Nel film “The Greatest Showman” Hugh Jackman è il fondatore del celebre circo, “lo Steve Jobs dei suoi tempi’. Ma in scena andavano disabili, in un crudele freak show
«The prince of humbug», il principe degli imbroglioni: così si faceva chiamare il re del circo Phineas Taylor Barnum. E così era, infatti. Basti dire che il primo personaggio che lanciò nel firmamento dello spettacolo era una vecchia schiava del Kentucky, si chiamava Joice Heth e fu spacciata come un’eccentricità mondiale: «Signore e signori, con i suoi 161 anni ecco a voi la balia di George Washington!». Una balla. Ovvio. La poveretta era nata da qualche parte degli States presumibilmente nel 1756, quando il futuro presidente degli States aveva già 24 anni, e quando fu comprata dal nostro truffatore, nel 1835, di anni ne aveva al massimo una novantina. Ma che importava? Pare fosse proprio simpatico, quel vecchio lazzarone, a leggere l’intervista data da Hugh Jackman a Stefano Pistolini del Venerdì per la prossima uscita del film The Greatest Showman. «Barnum va considerato alla stregua di uno Steve Jobs, per la capacità di innovare senza timori», ha spiegato entusiasta l’attore: «L’idea di circo all’epoca era quella d’uno spettacolo degradante, una sfilata degli orrori. Lui ne fece un’esperienza meravigliosa…». Pochi mesi fa, parlando con La Stampa, il divo australiano era andato oltre, annunciando trionfante che nel film non c’erano animali: «Ne abbiamo discusso sin dall’inizio, per sette anni, e alla fine abbiamo un cavallo montato da Tom Thumb» (cioè l’attore nella parte di Charles Sherwood Stratton, un nano alto 64 centimetri presentato sui tabelloni come «il generale Tom Thumb») «e un cane, che ieri si è seduto con la regina, ma a parte loro nessun animale». Una scelta politically correct: non sta bene mostrare ancora gli animali al circo. Neanche di un secolo fa. Tanta sensibilità, certo, non l’aveva Phineas T. Barnum. Che per attirare l’attenzione, la curiosità e la morbosità del pubblico era disposto a tutto.
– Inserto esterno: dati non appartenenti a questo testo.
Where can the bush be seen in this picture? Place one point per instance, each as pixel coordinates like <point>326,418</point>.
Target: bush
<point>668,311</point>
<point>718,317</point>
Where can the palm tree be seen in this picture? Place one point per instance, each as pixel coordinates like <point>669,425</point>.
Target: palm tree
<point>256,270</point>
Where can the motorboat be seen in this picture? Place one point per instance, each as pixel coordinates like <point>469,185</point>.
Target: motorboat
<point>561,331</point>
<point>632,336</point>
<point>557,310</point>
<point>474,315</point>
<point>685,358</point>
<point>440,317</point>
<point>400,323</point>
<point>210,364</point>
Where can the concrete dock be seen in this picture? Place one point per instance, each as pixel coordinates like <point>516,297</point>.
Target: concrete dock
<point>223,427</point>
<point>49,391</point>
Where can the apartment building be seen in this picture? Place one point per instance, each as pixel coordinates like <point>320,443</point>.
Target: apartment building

Erano altri tempi. Vero. Al punto che, come scrive Viviano Dominici nel libro Uomini nelle gabbie, l’Ottocento vide l’infame sfruttamento di donne come la «Venere Ottentotta» Saartjie Baartman (portata dal padrone dal Sud Africa a Londra perché si esibisse nuda nei teatri e nelle feste private mostrando le enormi natiche) o l’esibizione di «selvaggi» anche nelle Expo. Come gli otto inuit portati nel 1880 dal Labrador ad Amburgo e uccisi dal vaiolo. O i congolesi «esposti» a Bruxelles nel 1897 in recinti coi cartelli che dicevano: «Non dare da mangiare ai negri, sono nutriti».
Altri tempi, ma Barnum andò oltre. E si spinse a sbattere sulla scena una quantità di persone disabili additate al pubblico come fenomeni da baraccone. E c’erano i gemelli siamesi Chang e Eng, che venivano dalla Tailandia e da allora in poi avrebbero dato il nome a tutti i «gemelli siamesi» del pianeta. E Stephan Bibrowski, un polacco che a quattro anni era stato venduto dalla madre a un circo tedesco ed era detto «the Lion Man» perché aveva il corpo completamente coperto di pelo. E ancora Francesco Lentini, un giovane siracusano nato con tre gambe, quattro piedi, 16 dita e due aree genitali che con una grande forza di volontà imparò a camminare, correre, saltare la corda, andare in bicicletta e addirittura a pattinare sul ghiaccio. O ancora Myrtle Corbin, una ragazza dal viso bellissimo che di gambe ne aveva addirittura quattro. Andava matto, il signor Barnum, per questi «fenomeni» figli del dolore. E lo vogliamo ricordare come «politicamente corretto» senza leoni, cavalli o giraffe?